Unions roundly condemn the news 1.8 workers in the UK are now on zero hours contracts
TUC research shows that:
· Zero-hours workers earn £300 a week less, on average, than staff on permanent contracts.
· Two in five zero-hours workers are paid less than £111 a week and do not qualify for statutory sick pay.
· Short-term and insecure working patterns mean many zero-hours workers do not work continuously with one employer for two years. As a result, many miss out on statutory redundancy pay, the right to return to their job after maternity leave and protection from unfair dismissal.
TUC general secretary Frances O’Grady said: “Zero-hours contracts sum up what has gone wrong in the modern workplace.
“They shift almost all power from the worker and give it to their boss. Anyone on such a contract has no guarantee of any work from one day to another. Put a foot wrong, and you can find yourself with little or no work.
“Employers often argue that they offer flexibility, but trying telling that to zero-hours workers who can’t get a mortgage or pay their rent.
“In many sectors, especially social care, zero-hours contracts are used to drive down costs regardless of the impact on services and the workforce.”
Unite general secretary Len McCluskey said: “These figures make an utter mockery of the government’s claim to have inspired a ‘jobs miracle’. Ever increasing numbers of people are being forced into a hand-to-mouth existence with no guarantee of work, not knowing from one week to the next whether they will be able to pay the bills.
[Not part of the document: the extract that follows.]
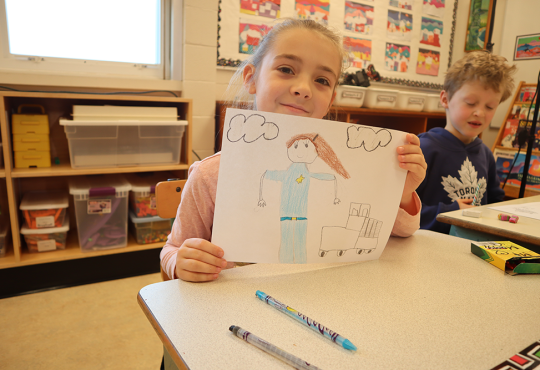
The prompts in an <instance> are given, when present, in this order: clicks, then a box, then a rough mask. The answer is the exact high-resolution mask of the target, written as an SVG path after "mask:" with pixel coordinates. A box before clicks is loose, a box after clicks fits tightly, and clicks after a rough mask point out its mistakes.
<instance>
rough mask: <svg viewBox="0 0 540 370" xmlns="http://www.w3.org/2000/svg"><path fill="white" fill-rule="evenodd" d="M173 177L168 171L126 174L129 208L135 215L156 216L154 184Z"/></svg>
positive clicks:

“What the ONS figures do not reveal is that we also have record levels of self-employment in this country. Combined with this, the increase in zero hours jobs exposes a labour market where insecure work is becoming an employment model of choice.
“The prevalence of zero hours work in bigger employers indicates that this rise is not so much about employers trying to weather the downturn, but more about businesses enjoying the freedom this form of employment affords them from the fundamental rights and decent wages that ought to accompany responsible employment.
“An economy based on low paid insecure work shuts people out of the economy – you cannot hope for a home or save for the future when you don’t know if you will have a wage, let alone what it will be. Such employment will not deliver the sustainable recovery our nation desperately needs.
“We need urgent, meaningful action to rebalance our economy. A ban on zero hours contracts and the return of collective bargaining must be the basic first steps to put a floor under the ever-falling living standards for millions in this country.”
UNISON general secretary Dave Prentis said: “Zero-hours contracts became more popular during the recession when employers sought to keep a lid on their costs and people were so desperate they’d take any work they could get.
“But rather than see a decline in the use of these casual contracts as the economy improved, today’s figures show zero-hours are booming. In fact this way of working has now become standard practice in the social care sector. This is bad news for social care workers and the people they care for.
“There’s no doubt that zero-hours suit a small number of workers but for most this way of working is far from ideal.
“These Victorian-style contracts put all the power with the employer, leaving individuals with no idea how many hours or how much money they’re getting from one week to the next. This plays havoc with family budgets and makes paying bills and applying for loans, mortgages and tenancy agreements nigh on impossible.
“Spending cuts have admittedly made life tough for public sector employers, but they should be leading by example – not ducking their commissioning responsibilities.
“Any local authority or NHS trust paying for services from local employers should be making sure that none of the successful bidders are exploiting zero-hours workers.”
UCU general secretary Sally Hunt said: ‘We simply do not buy the lie that zero-hours contracts are good for employers and employees. Today’s report shows that a third of people on these pernicious contracts want more hours.
‘The use of zero-hours and other forms of casualised contracts in education is one of the great scandals of our time. Without a proper contract staff cannot plan their lives on a month-to-month or even a week-to-week basis.”